A wolf biologist just solved a 20-year bird mystery

A wolf biologist just solved a 20-year bird mystery

A bird biologist spent two decades trying to solve the mystery of a kind of finch, but a dog and wolf biologist just figured it out.

Some black-bellied seedcrackers, a kind of Cameroonian finch, have small beaks, while others have large ones. Tom Smith, a UCLA biologist who studies birds, was so intrigued by this difference that he spent two decades trying to understand it, even keeping a finch colony for study.

He was halfway there: he learned that finch beak sizes worked pretty much the way you'd learn in high school genetics, if you remember drawing Mendelian Punnett squares. Small-beaked parent finches can only make small-beaked babies, the same way blond human parents can only make blond human babies. That's because small-beaked finches had two recessive alleles, while big-beaked finches have a dominant, big beak allele or two thrown in.

And Smith knew there was a connection between food and beaks. Big-beaked finches tend to eat larger seeds, while small-beaked finches eat smaller seeds. (No shocker there.)

The mystery was in the DNA. Smith had no idea what genes created these beaks sizes. So he brought in an unexpected ally: Bridgett vonHoldt, a Princeton biologist who studies dogs and wolves, not birds. When she compared small-beaked finch DNA to large-beaked finch DNA, she noticed one spot where the genes were different: a set of 300,000 base pairs. Right in the middle of that chunk was something that she saw in dogs: gene IGF-1.

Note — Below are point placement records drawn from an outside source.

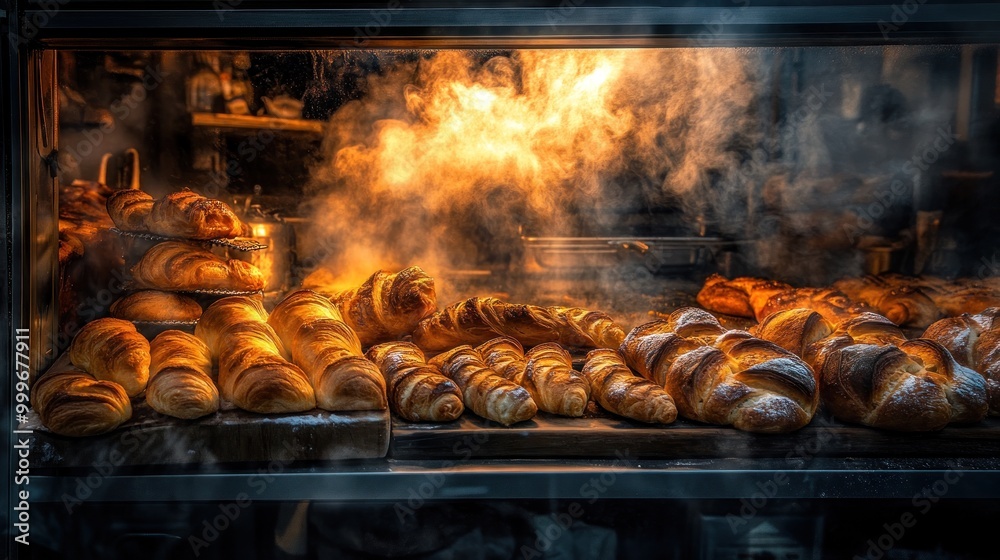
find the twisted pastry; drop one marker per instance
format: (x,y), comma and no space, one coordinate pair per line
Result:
(903,305)
(180,376)
(739,380)
(154,305)
(130,209)
(254,373)
(189,215)
(176,265)
(417,390)
(73,403)
(974,341)
(112,350)
(485,393)
(869,373)
(329,351)
(386,307)
(621,392)
(477,320)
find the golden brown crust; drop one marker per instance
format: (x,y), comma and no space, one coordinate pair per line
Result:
(254,373)
(330,353)
(417,390)
(974,341)
(387,306)
(73,403)
(180,266)
(180,376)
(739,380)
(154,305)
(914,387)
(479,319)
(130,209)
(621,392)
(552,383)
(112,350)
(187,214)
(903,305)
(484,392)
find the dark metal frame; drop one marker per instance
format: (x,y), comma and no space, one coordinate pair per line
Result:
(84,24)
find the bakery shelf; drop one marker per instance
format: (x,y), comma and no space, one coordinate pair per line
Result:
(389,480)
(250,122)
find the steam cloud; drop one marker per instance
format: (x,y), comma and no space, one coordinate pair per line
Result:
(453,153)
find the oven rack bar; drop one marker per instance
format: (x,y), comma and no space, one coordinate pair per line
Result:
(387,480)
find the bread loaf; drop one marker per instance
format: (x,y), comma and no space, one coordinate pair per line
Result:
(254,372)
(180,376)
(323,345)
(417,390)
(112,350)
(73,403)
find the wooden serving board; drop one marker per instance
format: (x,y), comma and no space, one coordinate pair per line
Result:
(228,436)
(601,435)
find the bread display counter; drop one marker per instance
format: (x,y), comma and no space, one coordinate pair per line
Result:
(528,280)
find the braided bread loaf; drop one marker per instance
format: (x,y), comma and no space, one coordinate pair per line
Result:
(621,392)
(417,390)
(974,341)
(870,374)
(738,380)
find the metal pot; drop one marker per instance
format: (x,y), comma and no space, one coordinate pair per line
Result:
(275,261)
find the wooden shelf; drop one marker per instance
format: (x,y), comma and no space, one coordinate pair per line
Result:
(251,122)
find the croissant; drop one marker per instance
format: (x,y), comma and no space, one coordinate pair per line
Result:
(903,305)
(621,392)
(189,215)
(484,392)
(387,306)
(916,386)
(130,209)
(741,380)
(112,350)
(154,305)
(740,297)
(73,403)
(254,373)
(180,376)
(417,390)
(552,383)
(478,319)
(180,266)
(323,345)
(974,341)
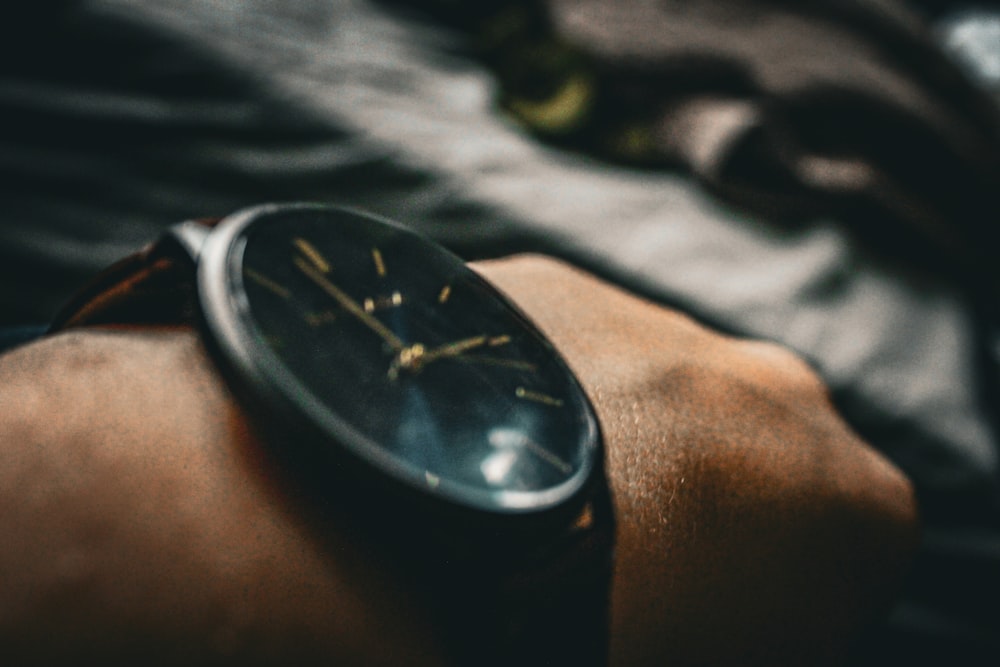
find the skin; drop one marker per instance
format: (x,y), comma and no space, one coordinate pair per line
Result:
(142,522)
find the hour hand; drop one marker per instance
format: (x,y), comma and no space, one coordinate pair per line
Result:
(416,356)
(350,305)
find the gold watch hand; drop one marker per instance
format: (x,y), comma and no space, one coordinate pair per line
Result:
(350,305)
(453,349)
(416,356)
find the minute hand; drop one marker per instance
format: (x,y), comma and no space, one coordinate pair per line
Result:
(453,349)
(350,305)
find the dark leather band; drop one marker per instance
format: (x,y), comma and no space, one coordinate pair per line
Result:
(549,607)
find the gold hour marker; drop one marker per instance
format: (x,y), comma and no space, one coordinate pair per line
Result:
(371,305)
(379,262)
(538,397)
(313,255)
(267,283)
(320,318)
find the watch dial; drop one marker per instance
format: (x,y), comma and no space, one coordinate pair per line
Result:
(408,360)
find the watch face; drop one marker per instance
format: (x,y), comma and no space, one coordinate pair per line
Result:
(401,356)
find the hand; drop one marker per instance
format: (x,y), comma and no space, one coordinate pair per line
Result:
(350,305)
(754,527)
(416,356)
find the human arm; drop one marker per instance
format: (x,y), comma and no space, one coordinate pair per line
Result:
(754,528)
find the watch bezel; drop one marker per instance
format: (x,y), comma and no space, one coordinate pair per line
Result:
(269,385)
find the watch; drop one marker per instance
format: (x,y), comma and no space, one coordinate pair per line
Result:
(387,377)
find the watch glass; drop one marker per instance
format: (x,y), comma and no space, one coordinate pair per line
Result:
(406,359)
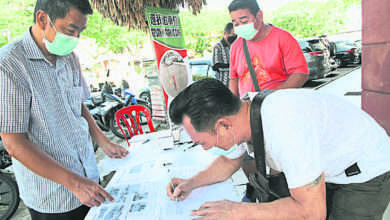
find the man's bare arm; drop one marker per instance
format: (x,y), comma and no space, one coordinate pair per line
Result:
(306,202)
(35,159)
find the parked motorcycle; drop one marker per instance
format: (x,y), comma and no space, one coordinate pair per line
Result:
(9,193)
(104,114)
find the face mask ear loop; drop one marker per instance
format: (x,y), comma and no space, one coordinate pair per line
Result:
(234,138)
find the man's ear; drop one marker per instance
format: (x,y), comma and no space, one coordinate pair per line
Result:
(41,19)
(223,124)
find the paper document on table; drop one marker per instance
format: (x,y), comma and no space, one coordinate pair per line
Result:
(134,201)
(182,209)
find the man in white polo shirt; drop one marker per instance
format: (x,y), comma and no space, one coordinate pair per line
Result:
(336,158)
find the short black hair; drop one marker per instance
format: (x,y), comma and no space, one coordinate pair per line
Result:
(251,5)
(229,27)
(60,8)
(204,102)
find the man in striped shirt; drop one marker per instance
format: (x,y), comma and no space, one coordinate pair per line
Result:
(221,54)
(43,122)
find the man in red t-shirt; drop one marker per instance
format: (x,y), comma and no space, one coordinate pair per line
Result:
(276,56)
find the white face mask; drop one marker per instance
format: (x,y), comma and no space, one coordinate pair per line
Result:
(233,153)
(246,31)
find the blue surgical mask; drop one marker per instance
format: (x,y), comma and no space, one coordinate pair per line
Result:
(246,31)
(216,151)
(62,45)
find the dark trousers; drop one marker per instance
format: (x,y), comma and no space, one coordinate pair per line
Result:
(76,214)
(358,201)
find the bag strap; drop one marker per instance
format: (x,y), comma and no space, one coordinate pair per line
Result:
(257,130)
(250,67)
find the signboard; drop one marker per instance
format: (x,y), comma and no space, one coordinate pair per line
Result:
(168,42)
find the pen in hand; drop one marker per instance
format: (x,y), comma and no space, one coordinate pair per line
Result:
(173,189)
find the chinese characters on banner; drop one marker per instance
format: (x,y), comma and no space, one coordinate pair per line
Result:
(167,37)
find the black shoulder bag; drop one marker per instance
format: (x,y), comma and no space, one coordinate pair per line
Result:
(266,188)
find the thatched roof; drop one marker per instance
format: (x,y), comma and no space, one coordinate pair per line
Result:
(131,13)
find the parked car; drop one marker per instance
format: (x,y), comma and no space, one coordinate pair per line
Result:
(347,52)
(359,44)
(317,57)
(201,69)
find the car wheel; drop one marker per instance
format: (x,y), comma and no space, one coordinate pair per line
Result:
(339,62)
(9,199)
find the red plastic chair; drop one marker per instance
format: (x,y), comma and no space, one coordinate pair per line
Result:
(129,114)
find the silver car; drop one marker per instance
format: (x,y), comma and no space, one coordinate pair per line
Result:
(317,57)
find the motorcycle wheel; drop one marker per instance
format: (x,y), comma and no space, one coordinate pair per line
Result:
(9,196)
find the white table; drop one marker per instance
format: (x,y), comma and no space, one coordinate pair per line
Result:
(139,184)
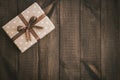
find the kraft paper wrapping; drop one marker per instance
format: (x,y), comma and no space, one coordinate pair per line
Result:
(11,27)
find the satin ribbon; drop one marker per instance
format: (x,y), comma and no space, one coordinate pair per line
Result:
(28,27)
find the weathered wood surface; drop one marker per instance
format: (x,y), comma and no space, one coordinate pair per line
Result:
(86,30)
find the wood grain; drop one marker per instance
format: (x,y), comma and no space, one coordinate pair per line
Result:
(8,52)
(85,30)
(90,36)
(49,52)
(69,40)
(109,38)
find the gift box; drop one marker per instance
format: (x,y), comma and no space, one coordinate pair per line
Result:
(28,27)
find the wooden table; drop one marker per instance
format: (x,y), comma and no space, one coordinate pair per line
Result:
(86,30)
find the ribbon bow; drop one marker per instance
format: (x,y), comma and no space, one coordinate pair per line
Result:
(28,27)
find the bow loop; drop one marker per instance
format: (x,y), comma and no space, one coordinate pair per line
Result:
(28,27)
(20,28)
(32,20)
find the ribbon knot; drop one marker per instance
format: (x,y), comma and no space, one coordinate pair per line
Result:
(29,27)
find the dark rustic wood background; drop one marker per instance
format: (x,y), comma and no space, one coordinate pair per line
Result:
(86,30)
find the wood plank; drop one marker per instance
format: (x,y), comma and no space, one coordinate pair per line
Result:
(90,36)
(118,55)
(69,40)
(28,61)
(8,51)
(49,51)
(109,38)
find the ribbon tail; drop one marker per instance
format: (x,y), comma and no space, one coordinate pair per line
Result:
(38,27)
(27,33)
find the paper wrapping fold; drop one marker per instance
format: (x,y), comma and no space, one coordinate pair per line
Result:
(11,27)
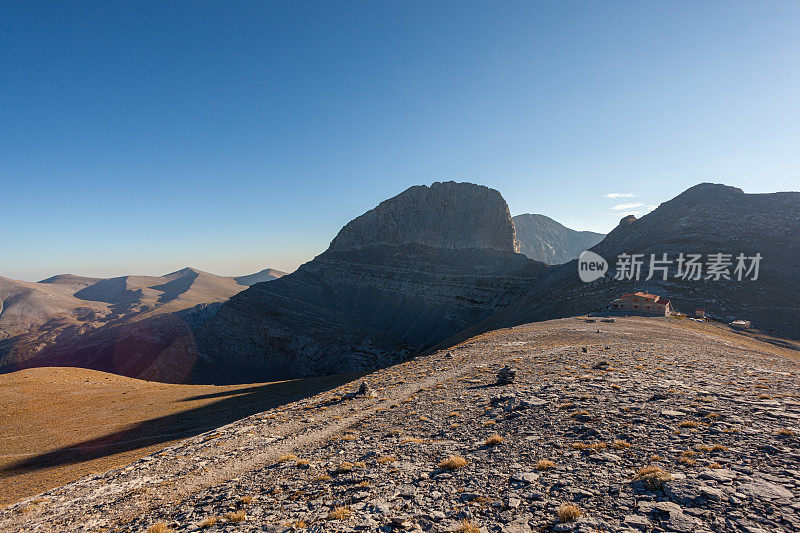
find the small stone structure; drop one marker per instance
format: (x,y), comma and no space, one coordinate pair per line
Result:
(642,303)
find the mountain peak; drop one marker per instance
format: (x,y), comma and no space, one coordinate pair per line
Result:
(445,215)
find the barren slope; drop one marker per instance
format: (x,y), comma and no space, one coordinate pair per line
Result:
(58,424)
(601,401)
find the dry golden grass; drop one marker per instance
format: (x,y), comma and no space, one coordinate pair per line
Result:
(493,440)
(235,517)
(545,464)
(568,512)
(454,462)
(344,468)
(130,417)
(652,476)
(210,521)
(466,526)
(340,513)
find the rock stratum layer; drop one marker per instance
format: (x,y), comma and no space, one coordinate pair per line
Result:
(415,270)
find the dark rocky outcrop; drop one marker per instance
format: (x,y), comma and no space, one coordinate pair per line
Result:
(543,239)
(705,219)
(413,271)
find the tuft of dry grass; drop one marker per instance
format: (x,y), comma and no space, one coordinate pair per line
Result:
(344,468)
(454,462)
(467,526)
(340,513)
(235,517)
(493,440)
(569,512)
(652,476)
(210,521)
(545,464)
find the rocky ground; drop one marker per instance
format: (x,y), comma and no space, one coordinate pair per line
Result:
(632,425)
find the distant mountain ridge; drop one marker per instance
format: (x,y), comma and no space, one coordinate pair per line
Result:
(705,219)
(74,320)
(543,239)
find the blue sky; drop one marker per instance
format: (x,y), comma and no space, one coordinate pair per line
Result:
(142,137)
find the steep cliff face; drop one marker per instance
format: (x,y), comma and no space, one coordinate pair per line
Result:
(409,273)
(705,219)
(543,239)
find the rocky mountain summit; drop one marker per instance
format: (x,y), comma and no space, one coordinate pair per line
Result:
(543,239)
(447,216)
(634,425)
(410,273)
(706,219)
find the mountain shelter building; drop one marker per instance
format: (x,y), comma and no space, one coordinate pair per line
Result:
(642,303)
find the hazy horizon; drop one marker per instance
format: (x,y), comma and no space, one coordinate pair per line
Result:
(142,138)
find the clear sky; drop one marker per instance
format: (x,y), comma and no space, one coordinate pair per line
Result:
(141,137)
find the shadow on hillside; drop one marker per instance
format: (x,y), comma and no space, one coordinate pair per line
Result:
(237,404)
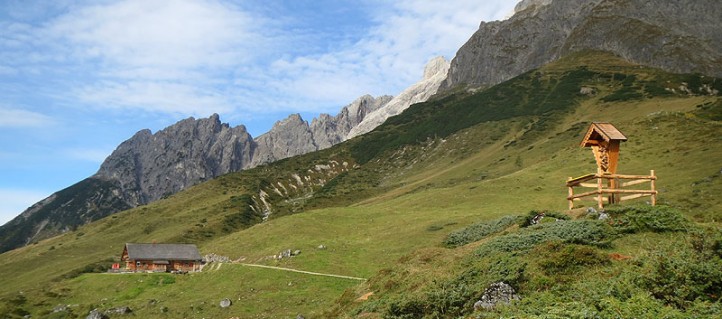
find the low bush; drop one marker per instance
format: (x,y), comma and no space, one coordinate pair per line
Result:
(560,258)
(528,220)
(681,275)
(478,231)
(641,218)
(584,232)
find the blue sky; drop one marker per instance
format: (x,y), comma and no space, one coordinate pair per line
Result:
(79,77)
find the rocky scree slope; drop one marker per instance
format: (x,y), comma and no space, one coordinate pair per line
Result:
(148,166)
(675,36)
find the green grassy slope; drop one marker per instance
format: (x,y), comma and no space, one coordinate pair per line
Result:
(437,168)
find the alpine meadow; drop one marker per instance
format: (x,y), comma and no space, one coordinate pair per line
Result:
(457,207)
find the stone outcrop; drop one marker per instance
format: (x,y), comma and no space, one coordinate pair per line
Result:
(676,36)
(151,166)
(329,131)
(434,74)
(294,136)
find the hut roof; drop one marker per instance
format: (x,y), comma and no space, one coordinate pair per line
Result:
(602,131)
(163,251)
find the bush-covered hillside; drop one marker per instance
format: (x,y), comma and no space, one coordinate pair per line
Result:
(431,209)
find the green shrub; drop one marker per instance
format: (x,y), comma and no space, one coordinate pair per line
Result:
(584,232)
(561,258)
(478,231)
(548,216)
(641,218)
(682,275)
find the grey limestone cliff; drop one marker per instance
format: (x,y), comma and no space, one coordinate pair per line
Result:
(294,136)
(674,35)
(150,166)
(434,74)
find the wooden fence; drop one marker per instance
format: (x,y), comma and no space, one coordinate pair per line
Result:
(609,188)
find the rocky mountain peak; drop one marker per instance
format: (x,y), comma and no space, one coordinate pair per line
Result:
(435,67)
(434,74)
(526,4)
(149,166)
(652,33)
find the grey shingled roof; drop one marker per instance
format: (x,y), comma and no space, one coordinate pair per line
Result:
(163,252)
(606,131)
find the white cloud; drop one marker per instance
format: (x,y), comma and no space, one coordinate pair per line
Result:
(93,155)
(16,201)
(19,118)
(163,34)
(404,36)
(157,56)
(155,96)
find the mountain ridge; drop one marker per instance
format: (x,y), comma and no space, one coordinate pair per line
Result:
(640,31)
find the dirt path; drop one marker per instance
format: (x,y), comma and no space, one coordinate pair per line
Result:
(303,272)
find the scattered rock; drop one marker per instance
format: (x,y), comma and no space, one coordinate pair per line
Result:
(499,292)
(125,310)
(96,314)
(60,308)
(537,219)
(585,90)
(216,258)
(619,257)
(225,303)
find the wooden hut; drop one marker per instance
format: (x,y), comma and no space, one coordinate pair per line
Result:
(605,140)
(161,257)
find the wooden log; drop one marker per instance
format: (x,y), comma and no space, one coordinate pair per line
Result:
(594,192)
(571,193)
(627,191)
(621,176)
(600,200)
(641,181)
(623,198)
(653,187)
(588,185)
(612,191)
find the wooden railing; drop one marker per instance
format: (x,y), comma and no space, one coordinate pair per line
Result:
(609,188)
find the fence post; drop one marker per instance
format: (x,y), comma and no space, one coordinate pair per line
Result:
(654,187)
(571,193)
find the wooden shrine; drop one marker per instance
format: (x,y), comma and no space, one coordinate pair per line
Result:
(605,139)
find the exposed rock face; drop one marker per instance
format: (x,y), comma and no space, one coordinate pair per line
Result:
(497,293)
(287,138)
(329,131)
(434,74)
(294,136)
(653,33)
(150,166)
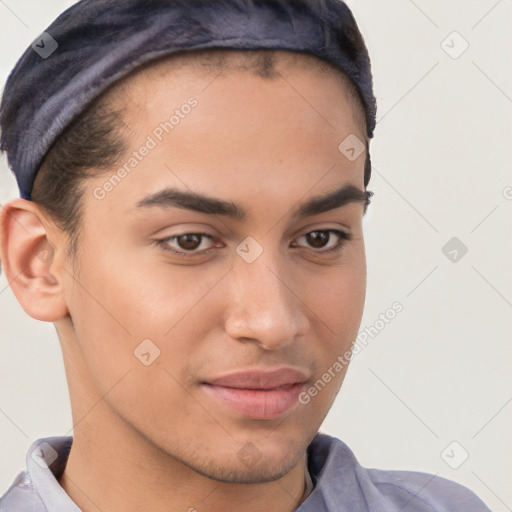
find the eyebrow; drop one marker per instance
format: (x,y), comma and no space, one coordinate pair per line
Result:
(171,197)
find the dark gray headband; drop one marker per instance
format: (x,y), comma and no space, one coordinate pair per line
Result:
(96,42)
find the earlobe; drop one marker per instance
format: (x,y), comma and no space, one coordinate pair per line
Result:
(29,260)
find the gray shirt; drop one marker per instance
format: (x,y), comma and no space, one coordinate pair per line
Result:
(341,484)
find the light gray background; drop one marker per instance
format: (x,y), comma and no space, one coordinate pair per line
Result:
(440,371)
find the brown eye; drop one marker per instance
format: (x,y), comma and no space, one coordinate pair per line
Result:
(318,239)
(327,239)
(187,244)
(190,241)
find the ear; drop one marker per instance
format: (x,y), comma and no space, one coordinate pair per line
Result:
(29,245)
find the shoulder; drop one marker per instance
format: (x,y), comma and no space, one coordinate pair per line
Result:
(21,496)
(430,492)
(338,473)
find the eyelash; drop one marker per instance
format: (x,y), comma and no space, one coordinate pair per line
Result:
(163,243)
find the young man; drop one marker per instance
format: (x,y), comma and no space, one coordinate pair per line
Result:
(193,179)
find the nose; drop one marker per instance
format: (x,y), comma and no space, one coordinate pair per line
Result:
(265,305)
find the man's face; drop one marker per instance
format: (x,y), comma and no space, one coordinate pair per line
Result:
(158,333)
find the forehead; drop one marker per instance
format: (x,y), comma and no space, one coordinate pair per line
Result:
(247,136)
(319,77)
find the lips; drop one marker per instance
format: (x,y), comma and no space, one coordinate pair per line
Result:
(257,394)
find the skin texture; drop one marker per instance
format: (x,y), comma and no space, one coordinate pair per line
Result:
(151,434)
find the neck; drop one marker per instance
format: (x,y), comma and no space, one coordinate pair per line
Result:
(127,473)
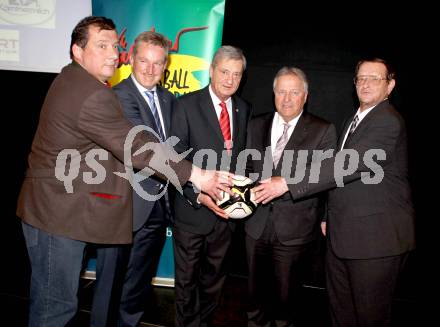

Gene IGF-1 is a pretty awesome gene.

"In dogs, this is a giant gene, literally and figuratively," vonHoldt said. "It's a growth-factor gene. In dogs, if you change how it's expressed, with just a few genetic changes you can change a normal-sized dog into a dwarfed, teacup-sized dog."

Depending on where you find it in the DNA, it can make an animal's body part bigger, or it can make the whole animal bigger.

"If this gene is expressed more, you expect a larger trait: a larger body, a larger foot, a larger ear, whatever it is controlling. It then is easy to imagine that with a small change to this gene, traits could very easily change in size or shape. We suspect this is the story here, with these beaks," vonHoldt said.

So the same gene that can give a finch a large beak can make a Doberman fit in your purse. It's almost like animals are stories written with different combinations of the same sentences. And thanks to DNA, we already know the sentences are written with the same letters. We're all made of the same stuff.

Scientists have been trying to figure out these DNA behind these bird beaks for decades.